Protect Your Customers — New Pennsylvania Case Upholds Disclaimer Waiving an Employee’s Right to Sue
Does your business require your employees to perform work or services offsite at a customer’s place of business? Are you a customer concerned with the risks associated with having third-parties perform work on your premises? Is this an issue for you or your insurance carriers when negotiating customer service contracts? If the answer to any of these questions is yes, a third party release in the form of a “Worker’s Compensation Disclaimer” could limit the associated risks of this rapidly growing business model. This is thanks to a recent decision by the Pennsylvania Supreme Court, holding that such waivers do not violate Pennsylvania’s public policy and can properly waive an employee’s right to sue a customer for work-related injuries covered by the Worker’s Compensation Statute.
In Sabrina Bowman v. Sunoco, Inc., a security guard working for Allied Barton Security Services (“Allied”) signed a worker’s compensation disclaimer at the inception of her employment promising that she would not sue Allied’s customers for work-related injuries. While performing work at the refinery of one of Allied’s customers, Sunoco, Inc. (“Sunoco”), the guard was injured by slipping on snow and ice. As a result, she initiated a worker’s compensation claim against Allied and commenced a lawsuit against Sunoco. The guard claimed that the disclaimer she signed should be voided as against public policy to the extent that it contained a prospective waiver, meaning the employee was asked to waive a cause of action that had not yet accrued. The guard also claimed that the disclaimer contravenes an employer’s right to subrogation, meaning the opportunity for an employer to recoup expenses spent on an injured worker from its customer. Finally, the guard claimed that the disclaimer violated the general principals of contract law because it released liability for actions not accrued at the time of the release. The Court, in a decision of first impression, rejected all three of the guard’s arguments and upheld the worker’s compensation disclaimer that limited the guard’s recovery to only worker’s compensation benefits.

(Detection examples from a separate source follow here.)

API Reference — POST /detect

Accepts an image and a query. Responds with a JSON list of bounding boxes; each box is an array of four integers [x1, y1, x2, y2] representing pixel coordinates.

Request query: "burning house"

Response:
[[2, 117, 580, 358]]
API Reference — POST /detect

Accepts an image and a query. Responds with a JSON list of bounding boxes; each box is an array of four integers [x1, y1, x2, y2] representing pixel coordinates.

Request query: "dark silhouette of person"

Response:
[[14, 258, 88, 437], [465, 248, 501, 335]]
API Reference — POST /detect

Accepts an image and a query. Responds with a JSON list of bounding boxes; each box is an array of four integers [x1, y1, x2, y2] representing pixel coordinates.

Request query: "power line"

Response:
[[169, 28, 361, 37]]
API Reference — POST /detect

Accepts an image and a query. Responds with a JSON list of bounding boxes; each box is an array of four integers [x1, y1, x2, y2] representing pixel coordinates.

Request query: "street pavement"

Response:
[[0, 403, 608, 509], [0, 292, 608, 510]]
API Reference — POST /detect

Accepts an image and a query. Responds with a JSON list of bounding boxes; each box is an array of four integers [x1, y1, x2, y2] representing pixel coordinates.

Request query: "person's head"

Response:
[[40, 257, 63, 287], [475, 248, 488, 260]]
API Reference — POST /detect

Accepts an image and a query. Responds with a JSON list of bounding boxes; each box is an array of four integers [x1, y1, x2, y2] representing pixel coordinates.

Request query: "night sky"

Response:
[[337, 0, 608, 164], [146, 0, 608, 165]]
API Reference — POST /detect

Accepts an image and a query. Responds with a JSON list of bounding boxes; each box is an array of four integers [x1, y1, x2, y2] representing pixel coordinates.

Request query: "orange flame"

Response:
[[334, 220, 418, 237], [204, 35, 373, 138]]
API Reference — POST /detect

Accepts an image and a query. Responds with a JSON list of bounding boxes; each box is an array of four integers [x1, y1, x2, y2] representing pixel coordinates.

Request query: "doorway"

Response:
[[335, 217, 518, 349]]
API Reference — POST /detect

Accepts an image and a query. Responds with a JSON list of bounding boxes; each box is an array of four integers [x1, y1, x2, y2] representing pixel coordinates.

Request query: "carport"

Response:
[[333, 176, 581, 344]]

In reaching its finding, the Court interpreted Section 204(a) and Section 319 of the Pennsylvania Worker’s Compensation Act (“Act”). Section 204(a) of the Act provides: “No agreement, compensation, or release of damages made before the date of any injury shall be valid or shall bar a claim for damages resulting therefrom: any such agreement is declared to be against the public policy of this Commonwealth.” 77 P.S. § 71(a). The Court found that this provision only applies to an employer’s attempt to limit its own liability for any future injury the employee may suffer. Section 204(a) does not apply to third-party customers because a third-party release does not attempt to deprive an employee of worker’s compensation rights, as would an employer release. The release rather pertains exclusively to the customer’s tortious liability. Therefore, a third-party release does not undermine the public policy considerations of Section 204(a) of the Act. Section 319 provides: “where the compensable injury is caused in whole or in part by the act or omission of a third party, the employer shall be subrogated to the right of the employee…against such third party…” 77 P.S. §671. Although this right is bestowed upon an employer under the Act, the Court noted that an employer can elect to waive this right as a business decision that affects only itself — this election does nothing to prevent the employee from receiving full and just compensation for his or her work-related injuries. Therefore, a third-party release also does not clash with the economic public policy of Section 319 of the Act.
Finally, with regard to waivers that release liability for actions not accrued at the time of the release, the Court relied on a long line of cases holding that these waivers generally are only invalid if they involve future actions entirely different than ones contemplated by the parties at the time of the release. For example, an employee executes a general release of liability from all claims resulting from any automobile accidents. The waiver would not bar a medical malpractice claim against a doctor who performed surgery related to injuries from the accident because the release could not have contemplated negligent treatment for the injuries.
So what do you need to know when preparing a third-party worker’s compensation disclaimer?
• The disclaimer can only waive an employee’s right to sue third-party customers or clients for injuries covered by the worker’s compensation statutes.
• As a matter of public policy, the disclaimer cannot attempt to deprive an employee of his or her rights under the Act, shield the employer from liability, or deprive an employee of compensation for work-related harm.
• The disclaimer effectively waives the employer’s right under the Act to subrogate against its customer.